Blind, gutsy and gifted … Karin discovers life, love and independence through learning how to dance.

Promo for Can You Feel Me Dancing? [1986] starring Justine Bateman as Karin

 Karin feels the rays against her eyes & sways,
 two ticket stubs in her hand, invitations inside
 her carry-bag. Larry arrives presently, guiding 
 the cup towards her face. Coke’s strong motion 
  
 against ice. Her brother’s hair is spiky to touch, 
 of course, echo of freeway traffic in his shaking 
 left hand. Just like his personality. He uses chop-
 sticks to make beats when they order take-out. 
  
 Always watching that show – The Fall Guy – in
 between his practice, driving Karin to work &
 wishing he was blind. So would that help, if I was 
 blind, just like you Karin? She heard disbelief in 
  
 his Fall Guy voice when she said she wanted
 to go to The movies? What the? You? I, no way! 
 Reaching over to touch her arm & say sorry,
 expertly removing the Coke from her grasp. 
  
 The cinema’s cooling system hits Karin’s face
 like a museum of the dark. The preview starts 
 but Larry’s talking about his band The Cathode 
 Rays & how he’s been giving it some thought
  
 & has decided to leave home. Karin’s trying to
 make it out, some kind of children’s movie, all
 that Disney tinkling on the keys ... the cinema’s 
 roaring with subliminal advertising & though 
  
 it has no obvious effect on Karin, who is to
 say what might happen when an image passes
 through a person, as the blip-verts did. Their
 hot velocities, yesterday evening, downtown. 
  
 The premiere this afternoon is for another of 
 Justine Bateman’s teen films. Karin lined up for 
 tickets all day outside the radio station offices, 
 on that wind-blown interstice of the new city.
  
 Dancing makes you free. You’re in an invisible
 machine, standing upright, & each movement of
 your body bends space & time. For Karin, that
 moment before lift-off comes like a swoon, or
  
 a screen kiss at the end of a dance. She freezes
 in mid-air like Superman before a blue screen,
 or a magician’s assistant, supported by strings,
 listening for the end of each scene. A minimum 
  
 of crowd noise, just the tube’s silver surf. The 
 way it was that afternoon at home when she sat 
 & listened all the way through it. That silence 
 just before the evening news began, that high
  
 & lonely message, the dead air calling home. 
 That cessation, at some core aural level, of her 
 mother’s progress across the lounge’s lino floor, 
 stunned by a headline. The moment between 
  
 dancing & love-making, then, amounts only to
 a way of saying the same words, singing the 
 same tunes.

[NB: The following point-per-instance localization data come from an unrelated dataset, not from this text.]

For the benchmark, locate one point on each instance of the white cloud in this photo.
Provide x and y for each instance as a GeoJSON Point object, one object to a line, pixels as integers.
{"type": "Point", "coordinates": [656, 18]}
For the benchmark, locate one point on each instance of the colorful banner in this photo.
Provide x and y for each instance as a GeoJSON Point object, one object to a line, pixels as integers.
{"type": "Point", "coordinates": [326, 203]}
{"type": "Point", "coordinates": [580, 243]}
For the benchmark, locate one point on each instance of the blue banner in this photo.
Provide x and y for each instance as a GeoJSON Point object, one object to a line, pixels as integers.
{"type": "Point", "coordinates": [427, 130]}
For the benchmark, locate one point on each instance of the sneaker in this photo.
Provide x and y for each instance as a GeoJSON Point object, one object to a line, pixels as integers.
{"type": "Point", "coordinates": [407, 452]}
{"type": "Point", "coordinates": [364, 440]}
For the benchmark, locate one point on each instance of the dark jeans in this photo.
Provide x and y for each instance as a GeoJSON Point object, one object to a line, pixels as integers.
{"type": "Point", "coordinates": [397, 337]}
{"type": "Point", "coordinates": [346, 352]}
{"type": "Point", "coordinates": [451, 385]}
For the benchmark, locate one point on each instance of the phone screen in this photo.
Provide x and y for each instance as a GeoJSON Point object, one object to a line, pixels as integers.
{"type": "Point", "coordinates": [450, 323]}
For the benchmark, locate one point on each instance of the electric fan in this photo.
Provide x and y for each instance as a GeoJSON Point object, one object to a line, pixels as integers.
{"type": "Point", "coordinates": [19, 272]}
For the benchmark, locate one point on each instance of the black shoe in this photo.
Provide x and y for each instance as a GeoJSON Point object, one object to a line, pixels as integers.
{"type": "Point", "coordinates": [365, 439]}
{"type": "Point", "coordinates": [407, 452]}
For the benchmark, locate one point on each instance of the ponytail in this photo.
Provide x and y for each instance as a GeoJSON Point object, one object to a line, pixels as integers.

She & Richie dance near the bar, 
 her feet on top of his white dancer’s shoes. 
  
 Now, the moment the movie begins, Larry’s 
 talking about his mobile phone & how when 
 he types in movies it mistakes it for mother & 
 Karin wonders if he even knows the movie’s 
  
 started & that this is how it feels to fall in love. 
 The moment after that moment between, 
 when people become lovers in lanes or catch 
 commuter buses. That musky hum, of things 
  
 we know of that are yet to happen. Advertorial 
 dreams, or the snicker of a game-show hostess 
 off-camera. Heaters the crew might have trained 
 on the site of their screen love’s consummation, 
  
 a warmth that she alone could not provide, not 
 in a sex scene, & certainly not with him. & so, in 
 the cinema toilet cubicle, Karin sits listening as 
 two girls discuss Justine Bateman’s after-party 
  
 outfit, her uniform for the obligatory autograph 
 sessions. Parting with her invitation at the door, 
 Karin’s hit by a whirl of silk scarves & hears the 
 voice of Karin & Larry’s introducing her as his 
  
 sister & saying how she’s blind & how she likes 
 that other movie she was in & Justine Bateman’s 
 going Hi Karin then Oh then Oh, I see & Karin’s 
 standing there shaking, going No. No you don’t. 
  
 Across the street the last supermarket's already 
 closed but Karin’s out in the middle of the road, 
 sensing both the kerb & the figure she guesses is 
 still Justine & she’s trying to say that even though 
  
 the end is coming soon, more than TV, more than 
 cinema even, how she wants the movies to come 
 to her in her radio-play dreams & then Justine’s 
 leaving, the taxi’s arrived & she hasn’t even said
  
 goodbye & when the soundtrack cuts out it’s cold
 & Karin recalls that she never did learn to dance, 
 despite his encouragement & now it’s snowing in 
 Los Angeles & she’s the only one here who knows. 

First published by The Red Room as part of its Poetry Picture Show project.

Abstract moon

We are planets. Some endure. Others
melt, or spin off course, like tops. I'm
one of those. This poem is my brand
new abstract moon, a satellite whose
strange attraction causes moods to
rise and fall like waves, abstract tides.

The truth is, by the wooden wharves,
even fishermen are gods. Inside each
plastic bucket, offerings to the moon.
Each hook's a hope or prayer; every
cast an arm around the shoulder of
a tearful stranger. I'm one of those.

Lightning is a kind of poem, a song
sung by clouds as they rub together.
I'm one of those. Shoes on cobbles,
words on the wind. Ask somebody
if they'd mind walking slowly. Who
knows, they might just say goodbye.

We're abstracts in each other's eye.
That's okay. You'll find a flower in
the smog; I can already hear little
white trees. Hands hold onto us.
You're the kind of person who sees
a single moon. I'm one of those too.

We are living


Once I disappeared through a window you
Left open. I went back to the space where we
Once lived. You said don’t come back. 

We returned after dark to the place where
Lights were kept. You lost your way amongst things
We had forgotten about. I said don’t worry. 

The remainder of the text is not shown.